COP15 : quel rôle pour la Chine, qui préside l’événement, dans la préservation de la nature ?

Pendant que le monde décortique les résultats de la conférence des Nations unies sur les changements climatiques qui s’est tenue en Égypte, des négociateurs se réunissent à Montréal pour fixer des objectifs concernant l’autre crise de la planète : la disparition des espèces vivantes.

À partir du 7 décembre, les 196 nations qui ont ratifié la Convention des Nations unies sur la diversité biologique tiendront leur 15e Conférence des parties, ou COP15. La Convention, qui a été adoptée lors du sommet de la Terre de 1992 à Rio de Janeiro, vise à promouvoir le développement durable en protégeant la biodiversité, c’est-à-dire la variété de la vie sur Terre, qu’il s’agisse de gènes ou d’écosystèmes entiers.
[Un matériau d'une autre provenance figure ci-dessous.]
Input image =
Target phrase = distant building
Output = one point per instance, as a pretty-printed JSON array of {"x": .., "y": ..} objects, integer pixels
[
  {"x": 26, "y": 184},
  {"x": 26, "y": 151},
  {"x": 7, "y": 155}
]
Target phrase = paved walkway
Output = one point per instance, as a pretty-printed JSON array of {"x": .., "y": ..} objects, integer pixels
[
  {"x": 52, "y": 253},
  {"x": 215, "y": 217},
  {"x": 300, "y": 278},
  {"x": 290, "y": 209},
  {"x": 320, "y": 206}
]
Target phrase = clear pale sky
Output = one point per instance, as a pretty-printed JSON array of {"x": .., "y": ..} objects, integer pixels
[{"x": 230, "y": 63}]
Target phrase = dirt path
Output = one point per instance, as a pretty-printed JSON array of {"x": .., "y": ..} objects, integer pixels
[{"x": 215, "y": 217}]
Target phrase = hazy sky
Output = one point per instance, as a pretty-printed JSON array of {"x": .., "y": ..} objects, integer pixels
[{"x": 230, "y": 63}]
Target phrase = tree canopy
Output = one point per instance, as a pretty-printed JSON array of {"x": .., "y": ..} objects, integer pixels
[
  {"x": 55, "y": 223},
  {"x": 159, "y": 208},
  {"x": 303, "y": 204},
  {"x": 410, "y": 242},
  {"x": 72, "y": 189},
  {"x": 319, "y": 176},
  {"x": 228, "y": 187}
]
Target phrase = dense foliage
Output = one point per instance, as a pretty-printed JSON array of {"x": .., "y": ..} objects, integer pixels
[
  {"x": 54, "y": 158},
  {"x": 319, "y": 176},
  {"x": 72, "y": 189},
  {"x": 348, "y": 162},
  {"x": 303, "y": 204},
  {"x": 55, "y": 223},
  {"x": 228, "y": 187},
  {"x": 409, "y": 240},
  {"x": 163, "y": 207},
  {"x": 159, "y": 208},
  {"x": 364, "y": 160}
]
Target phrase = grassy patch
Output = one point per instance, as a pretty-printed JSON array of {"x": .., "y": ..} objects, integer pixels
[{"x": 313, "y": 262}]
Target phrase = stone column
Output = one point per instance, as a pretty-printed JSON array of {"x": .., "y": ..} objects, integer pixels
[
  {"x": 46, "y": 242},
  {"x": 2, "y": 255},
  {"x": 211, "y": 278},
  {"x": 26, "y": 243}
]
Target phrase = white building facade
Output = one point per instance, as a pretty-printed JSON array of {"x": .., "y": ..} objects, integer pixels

De nos jours, les experts s’accordent pour dire que la biodiversité est en danger. Les activités humaines – notamment la chasse excessive, la surpêche et la modification des sols – causent la disparition des espèces à un rythme 50 à 100 fois supérieur au rythme historique. Les Nations unies appellent ce déclin une « crise de la nature ».

La rencontre devait se tenir initialement à Kunming, en Chine, en 2020, mais a été reportée en raison de la pandémie de Covid-19, une partie des négociations ayant eu lieu en ligne. La Chine pilotera les délibérations à Montréal et en fixera l’ordre du jour et le ton. C’est la première fois que Beijing présidera une grande conférence intergouvernementale sur l’environnement. En tant qu’écologiste de la faune, j’ai hâte de voir la Chine assumer un rôle de leader mondial.

La biodiversité est importante, car le fait de disposer de beaucoup d’écosystèmes, d’espèces et de gènes augmente la résilience de la nature et sa capacité à faire face à des stress tels que les maladies et les changements climatiques.

La biodiversité en Chine

Si on demande aux gens où se trouvent les plus grandes concentrations d’espèces sauvages sur Terre, beaucoup répondront que c’est dans les forêts tropicales ou les récifs coralliens tropicaux. Mais la Chine possède aussi une nature très riche. Elle abrite près de 38 000 espèces de plantes vasculaires – essentiellement des arbres, des arbustes et des fougères –, plus de 8 100 espèces d’animaux vertébrés, plus de 1 400 espèces d’oiseaux et 20 % des espèces de poissons de la planète.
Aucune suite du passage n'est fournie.